In 2020 when I was stepping into the profit zone, Covid19 forced me to close down the school. It was a big shock and setback for me. Being in the rental premises hurt my business more. There were people who took advantage of the situation and caused losses to me, but there were also people who stepped in to support me. I had to close down the school and sell most of my materials. It was tougher than giving up my breast when I had to fight cancer.

I restarted with my dream in 2022

In 2022, when I came across an old building and the dream was born again. I had found a good job during the lockdown and was in a comfortable place once again, but Giggle Garden had the magic of pulling me into it once again. With encouragement from a few parents, I restarted my school.

Fortunately, my struggling days were over. Admissions were not as difficult as it was in 2017 when I had opened the school for the first time. Though I was late in getting the premises ready and starting the school, there were enough admissions to almost cover the running cost every month. I am steadily moving forward with my school and daycare.

We have children with challenges and parents have learned to respect my idea of running an inclusive preschool.
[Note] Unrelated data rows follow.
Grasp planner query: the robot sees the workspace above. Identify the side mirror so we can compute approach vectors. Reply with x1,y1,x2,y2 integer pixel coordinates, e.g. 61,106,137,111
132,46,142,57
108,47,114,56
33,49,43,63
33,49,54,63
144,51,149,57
Many ask me why not follow the normal way of inclusive education which starts at the age of 6 years and above for children, why preschool?

As we can observe and understand, in the initial years of schooling, the needs of the special children and regular children are almost the same in school, though some extra help may be required based on their diagnosis. Inclusivity in the early years is easy compared to the years when academics take importance and special children will have different needs.

In the picture above, we can see that regular and special needs children can work side by side without any special effort from monitoring adults. Parents are being more supportive of the cause as we are growing in experience.

I may not be able to make a huge difference to many people, but I am sure I have already made a difference to a few children and parents. For me that little achievement is a dream I would die for.

I wish to own a place that I make physically accessible to all people and create an environment where every child can smile and grow. I wish to be the ‘smile farmer’ in ‘Giggle Garden’ where I could grow smiles of all children.